This story from LAist.com illustrates the danger of mistakes in the use of IPAWS and the Wireless Emergency Alert system.
In late September, the LAPD sent out a WEA alert warning about about a dock fire at the port of LA (see photo from Reddit). But the WEA alert went out to residents as far as 40 miles away.
To make matters worse – according to the article – the alert went out at around midnight, three hours after the fire was mostly contained. Which means it wasn’t relevant, wasn’t useful and was seriously irritating to many of the people who received it.
We have a number of concerns and some thoughts about how to repair the damage:
- Mistakes like this are going to cause people to turn off WEA alerts on their phone. It’s a simple process, if you know how, to turn off all alerts except those from the President.
- Confusion with other alert systems will result in resistance to enrolling in those. If you read a story like this, how likely are you to want to sign up for other public safety alerts?
- The resulting PR blow back may inhibit future emergency alerts from being sent. Which could endanger the public further.
Does it have to be this way? Here are some thoughts about making things more effective:
- Avoid the cryptic messaging. Instead of “in this area”, use “within x miles of the Port of LA”. Replace “Take Shelter Now” with “stay indoors to avoid toxic fumes”.
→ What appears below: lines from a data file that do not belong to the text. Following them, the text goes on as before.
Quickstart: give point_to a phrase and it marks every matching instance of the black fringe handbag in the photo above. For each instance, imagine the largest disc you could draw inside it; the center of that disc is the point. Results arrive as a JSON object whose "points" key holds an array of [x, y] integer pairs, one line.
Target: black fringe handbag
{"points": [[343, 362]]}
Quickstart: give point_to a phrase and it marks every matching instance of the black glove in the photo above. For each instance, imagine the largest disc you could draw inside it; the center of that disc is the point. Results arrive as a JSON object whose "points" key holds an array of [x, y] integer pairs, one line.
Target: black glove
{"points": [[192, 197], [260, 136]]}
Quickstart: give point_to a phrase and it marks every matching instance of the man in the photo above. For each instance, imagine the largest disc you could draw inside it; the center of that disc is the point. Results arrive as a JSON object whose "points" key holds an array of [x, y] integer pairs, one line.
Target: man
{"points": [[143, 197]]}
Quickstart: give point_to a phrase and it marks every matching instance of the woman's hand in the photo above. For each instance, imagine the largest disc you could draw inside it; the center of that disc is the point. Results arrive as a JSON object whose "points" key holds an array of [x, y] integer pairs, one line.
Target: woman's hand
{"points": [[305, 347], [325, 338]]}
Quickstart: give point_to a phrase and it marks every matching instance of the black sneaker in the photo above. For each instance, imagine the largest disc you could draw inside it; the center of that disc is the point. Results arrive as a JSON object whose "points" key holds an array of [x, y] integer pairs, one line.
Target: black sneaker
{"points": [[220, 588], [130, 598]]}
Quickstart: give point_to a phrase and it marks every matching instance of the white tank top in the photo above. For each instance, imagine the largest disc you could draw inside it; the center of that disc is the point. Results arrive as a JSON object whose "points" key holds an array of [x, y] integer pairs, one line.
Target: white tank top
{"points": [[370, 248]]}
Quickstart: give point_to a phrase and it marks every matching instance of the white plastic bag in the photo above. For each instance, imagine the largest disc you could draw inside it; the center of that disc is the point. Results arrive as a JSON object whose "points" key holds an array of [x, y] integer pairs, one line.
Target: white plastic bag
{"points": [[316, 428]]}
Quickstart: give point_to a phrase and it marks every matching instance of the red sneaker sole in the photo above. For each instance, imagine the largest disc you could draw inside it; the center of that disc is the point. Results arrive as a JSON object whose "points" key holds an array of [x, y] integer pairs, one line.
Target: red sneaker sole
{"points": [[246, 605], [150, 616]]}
- Use two messages. WEA messaging is limited to 90 characters, which helps explain the cryptic text. But authorities can send multiple messages that provide the needed detail. And we’d bet that two messages with meaningful information would be better received than one message that’s indecipherable.
- Devise “best practices” for WEA messaging in advance. Writing a message on the fly at midnight risks an ill-conceived text.
- Use a good interface. The LAist article suggests that the group selected was chosen deliberately. Maybe… But we’d bet that a good interface that made it easy to select a smaller area might have helped limit who got woken up at midnight.
We’re glad that local officials are using the WEA system for alerting, since it gets around the problem that emergency alert systems are confronting due to lack of wireline listings to call. But it’s important to get this right.